Le Dernier Jour d'un Condamné
Victor Hugo nous fait entrer dans la tête d’un condamné à mort qui attend son exécution. On ignore qui il est, quel crime il a commis. Car l’auteur ne veut pas débattre mais montrer l’horreur et l’absurdité de la situation. Son texte a une telle puissance de suggestion que le lecteur, s’identifiant au narrateur, partage avec lui l’angoisse et les vaines espérances. Réquisitoire le plus véhément jamais prononcé contre la peine de mort, ce roman est aussi une admirable leçon d’écriture et d’humanité.
Extrait
Le bourreau, à vrai dire, avait eu grand’peur. Le jour où il avait entendu les faiseurs de lois parler humanité, philanthropie, progrès, il s’était cru perdu. Il s’était caché, le misérable, il s’était blotti sous sa guillotine, mal à l’aise au soleil de juillet comme un oiseau de nuit en plein jour, tâchant de se faire oublier, se bouchant les oreilles et n’osant souffler. On ne le voyait plus depuis six mois. Il ne donnait plus signe de vie. Peu à peu cependant il s’était rassuré dans ses ténèbres. Il avait écouté du côté des Chambres et n’avait plus entendu prononcer son nom. Plus de ces grands mots sonores dont il avait eu si grande frayeur. Plus de commentaires déclamatoires du Traité des Délits et des Peines.
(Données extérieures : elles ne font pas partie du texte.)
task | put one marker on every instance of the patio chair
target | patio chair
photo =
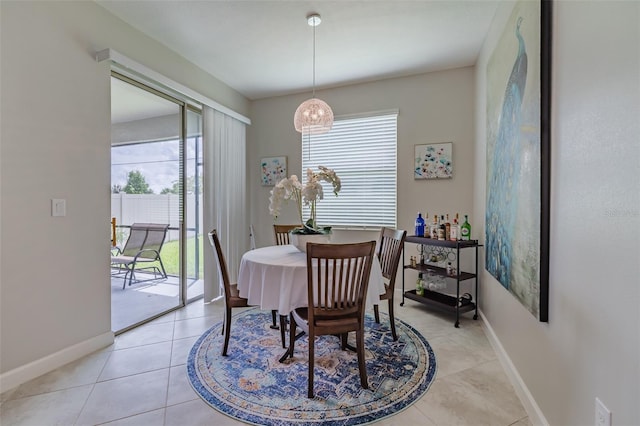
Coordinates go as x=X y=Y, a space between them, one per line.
x=389 y=251
x=141 y=252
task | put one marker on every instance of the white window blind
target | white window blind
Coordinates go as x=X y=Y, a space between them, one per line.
x=363 y=153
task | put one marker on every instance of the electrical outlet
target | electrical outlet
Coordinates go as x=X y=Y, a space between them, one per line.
x=603 y=415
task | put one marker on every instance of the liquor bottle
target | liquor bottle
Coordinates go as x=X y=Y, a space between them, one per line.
x=419 y=225
x=455 y=229
x=420 y=285
x=442 y=229
x=434 y=227
x=465 y=229
x=447 y=224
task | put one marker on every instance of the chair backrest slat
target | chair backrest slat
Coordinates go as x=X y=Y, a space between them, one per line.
x=145 y=236
x=222 y=263
x=282 y=233
x=390 y=248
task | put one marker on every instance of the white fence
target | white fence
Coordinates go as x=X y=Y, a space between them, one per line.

On s’occupait de toute autre chose, de quelque grave intérêt social, d’un chemin vicinal, d’une subvention pour l’Opéra-Comique, ou d’une saignée de cent mille francs sur un budget apoplectique de quinze cents millions. Personne ne songeait plus à lui, coupe-tête. Ce que voyant, l’homme se tranquillise, il met sa tête hors de son trou, et regarde de tous côtés ; il fait un pas, puis deux, comme je ne sais plus quelle souris de La Fontaine, puis il se hasarde à sortir tout à fait de dessous son échafaudage, puis il saute dessus, le raccommode, le restaure, le fourbit, le caresse, le fait jouer, le fait reluire, se remet à suifer la vieille mécanique rouillée que l’oisiveté détraquait ; tout à coup il se retourne, saisit au hasard par les cheveux dans la première prison venue un de ces infortunés qui comptaient sur la vie, le tire à lui, le dépouille, l’attache, le boucle, et voilà les exécutions qui recommencent.
Tout cela est affreux, mais c’est de l’histoire.